Both detectives had a propensity to become evangelical about fighting crime, but in different ways. May’s righteous anger was born of a vocational desire to protect the innocent. Bryant was more concerned with understanding the moralities and beliefs of urban society. He feared that one day they would become incomprehensible to him, and had vowed to retire upon the realisation.

“By the way, how did you manage to get here before me?” asked May suddenly.

“I was giving Victor a run, if you must know,” said Bryant, referring to the rusting yellow Mini Cooper that still sported a chain of vermilion daisies, painted around its roof during the first Summer of Love.

“You told me the exhaust had fallen off.”

“It has.” Bryant looked at him blankly. “What of it?”

“You can’t drive it like that. It must sound like a Lancaster Bomber.”

“That’s right, I have to turn my hearing aid off while I’m driving, but at least people know I’m coming. I made a vicar jump into a hedge this morning. I was in Vauxhall visiting my psycho-chiropodist,” he explained. “She reads feet. Apparently I’m about to have an unexpected brush with death. Either that or I’ve got a bunion. Let’s go and see if Kershaw’s discovered anything.”

∨ Ten Second Staircase ∧

8

Lock and Key

They found Giles Kershaw stretched prone on the floor, taking digital shots of the green-tinged fluid samples splashed from the installation tank. “The body will be nicely pickled in preservative, although contamination will throw off my tests,” he remarked, tearing off his plastic gloves and flipping them into a zip bag. Scientifically trained officers tended to see crime victims as specimens, but the PCU staff cared to an unusual degree, despite how they sounded.

“What do you think is in the solution?” asked Bryant, thumping his stick against the tank.

“I’m a forensic pathologist, not an embalmer, but I can tell it’s a pretty lethal chemical concoction. She wouldn’t have lasted more than a few seconds after ingesting it, and the instinct to draw breath upon falling in would have paced up the poisoning process. The gallery should never have been allowed to leave so many cubic litres lying around in an unsealed tank. It’s like dumping an open barrel of toxic waste in a public place. If it got warm in here, the stuff could start evaporating into the atmosphere.”

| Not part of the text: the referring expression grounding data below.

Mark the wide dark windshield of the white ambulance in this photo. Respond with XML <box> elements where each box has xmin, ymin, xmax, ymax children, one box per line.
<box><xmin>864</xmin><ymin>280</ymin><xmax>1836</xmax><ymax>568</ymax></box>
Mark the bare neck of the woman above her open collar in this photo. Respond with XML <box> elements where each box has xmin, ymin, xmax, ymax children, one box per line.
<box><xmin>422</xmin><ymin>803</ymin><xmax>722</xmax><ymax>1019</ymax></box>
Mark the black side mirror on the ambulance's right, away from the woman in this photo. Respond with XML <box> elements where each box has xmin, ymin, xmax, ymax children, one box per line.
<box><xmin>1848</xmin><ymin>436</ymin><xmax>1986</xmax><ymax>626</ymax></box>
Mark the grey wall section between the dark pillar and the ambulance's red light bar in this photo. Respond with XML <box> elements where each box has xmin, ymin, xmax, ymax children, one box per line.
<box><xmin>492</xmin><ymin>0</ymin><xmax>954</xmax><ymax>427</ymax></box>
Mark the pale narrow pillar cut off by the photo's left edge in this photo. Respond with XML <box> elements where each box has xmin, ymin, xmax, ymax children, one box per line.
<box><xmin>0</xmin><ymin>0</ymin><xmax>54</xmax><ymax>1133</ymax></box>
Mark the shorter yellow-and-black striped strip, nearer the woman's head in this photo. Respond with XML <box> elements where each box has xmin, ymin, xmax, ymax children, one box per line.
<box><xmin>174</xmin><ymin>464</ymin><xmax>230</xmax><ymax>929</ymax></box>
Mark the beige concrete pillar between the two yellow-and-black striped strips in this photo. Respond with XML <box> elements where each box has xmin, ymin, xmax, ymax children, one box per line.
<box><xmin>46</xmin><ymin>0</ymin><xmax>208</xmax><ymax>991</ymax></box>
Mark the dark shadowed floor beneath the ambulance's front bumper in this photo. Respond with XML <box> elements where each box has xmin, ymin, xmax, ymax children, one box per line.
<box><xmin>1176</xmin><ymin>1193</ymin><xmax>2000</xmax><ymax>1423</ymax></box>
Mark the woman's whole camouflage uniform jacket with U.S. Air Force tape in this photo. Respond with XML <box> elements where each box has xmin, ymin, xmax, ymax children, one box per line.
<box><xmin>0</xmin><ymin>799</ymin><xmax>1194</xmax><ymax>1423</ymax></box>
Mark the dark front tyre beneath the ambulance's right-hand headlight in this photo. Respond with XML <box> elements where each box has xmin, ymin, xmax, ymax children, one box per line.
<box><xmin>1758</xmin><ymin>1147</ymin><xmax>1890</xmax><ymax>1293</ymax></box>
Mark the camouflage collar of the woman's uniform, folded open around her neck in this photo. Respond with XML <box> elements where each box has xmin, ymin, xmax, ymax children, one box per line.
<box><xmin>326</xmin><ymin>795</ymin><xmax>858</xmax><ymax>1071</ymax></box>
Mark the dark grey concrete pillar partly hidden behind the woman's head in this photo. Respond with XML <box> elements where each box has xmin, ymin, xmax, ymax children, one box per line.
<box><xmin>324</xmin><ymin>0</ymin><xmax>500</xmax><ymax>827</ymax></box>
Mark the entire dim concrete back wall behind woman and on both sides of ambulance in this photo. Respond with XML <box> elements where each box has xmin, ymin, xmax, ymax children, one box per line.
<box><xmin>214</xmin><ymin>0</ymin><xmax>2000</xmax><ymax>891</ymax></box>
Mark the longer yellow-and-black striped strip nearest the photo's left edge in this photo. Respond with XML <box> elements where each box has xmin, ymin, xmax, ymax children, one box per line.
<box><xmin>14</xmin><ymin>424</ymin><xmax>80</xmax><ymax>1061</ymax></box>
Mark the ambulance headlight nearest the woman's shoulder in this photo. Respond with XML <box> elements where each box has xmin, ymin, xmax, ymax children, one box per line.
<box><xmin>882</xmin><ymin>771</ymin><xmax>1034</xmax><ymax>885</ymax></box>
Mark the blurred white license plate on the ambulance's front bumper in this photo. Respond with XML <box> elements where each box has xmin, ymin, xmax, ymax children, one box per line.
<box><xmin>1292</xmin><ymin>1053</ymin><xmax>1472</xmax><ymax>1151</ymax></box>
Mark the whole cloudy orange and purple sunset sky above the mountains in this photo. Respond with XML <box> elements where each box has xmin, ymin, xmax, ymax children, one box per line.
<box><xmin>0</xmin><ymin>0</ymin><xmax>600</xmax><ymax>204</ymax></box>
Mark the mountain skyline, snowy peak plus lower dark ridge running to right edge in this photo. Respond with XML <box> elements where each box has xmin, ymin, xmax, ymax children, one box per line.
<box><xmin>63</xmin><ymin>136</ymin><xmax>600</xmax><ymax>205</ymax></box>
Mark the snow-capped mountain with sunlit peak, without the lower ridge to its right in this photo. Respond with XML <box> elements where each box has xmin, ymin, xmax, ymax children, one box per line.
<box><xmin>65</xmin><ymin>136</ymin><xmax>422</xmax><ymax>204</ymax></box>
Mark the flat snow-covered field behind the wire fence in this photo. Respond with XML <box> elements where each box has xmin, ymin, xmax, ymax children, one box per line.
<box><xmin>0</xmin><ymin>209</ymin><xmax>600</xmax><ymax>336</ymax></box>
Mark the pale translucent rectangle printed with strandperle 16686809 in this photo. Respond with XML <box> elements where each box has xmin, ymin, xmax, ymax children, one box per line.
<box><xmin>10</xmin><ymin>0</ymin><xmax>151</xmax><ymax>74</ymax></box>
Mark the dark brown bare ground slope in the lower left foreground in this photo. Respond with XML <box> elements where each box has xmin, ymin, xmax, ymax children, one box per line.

“Good, that gives us something to hold Burroughs on,” said Bryant with relish. “I didn’t like the cut of his jib. Matching silk tie and handkerchief, far too spivvy for my taste. What else have you got?”

“A couple of bootprints, black rubber soles, here and here.” Kershaw pointed to some thick streaks and crescents on the parquet. “They tend to leave marks on this kind of wood flooring when someone’s treading on the side of the shoe, or slipping, say in a scuffle.”

“That’s not much to go on,” May complained. “Could be anyone.”

“Not quite, old sausage.” Kershaw flicked a lick of blond hair from his eyes and pointed to the faint black print. “These are motorcycle boots, a large size, possibly forty-five, forty-seven. The striations at the edges, see here? The soles are designed for grip. I’ve come across this distinctive pattern before: River Road Men’s Twin Buckle Engineer Boots, pricey and well made. Feet spaced far apart but not running or jumping – the prints are too consistently light – so it’s a pretty wide stride. Gives us a height of, oh, something between six one and six three. Big guy. Height’s no real indication of strength, of course – a lot of tall people are rather weedy and hunched – but it’s suggestive all the same. The victim’s corpse is heavyset but quite short.”

“You’re not telling me he could have thrown her into the tank like a shot-putter?” Bryant was incredulous.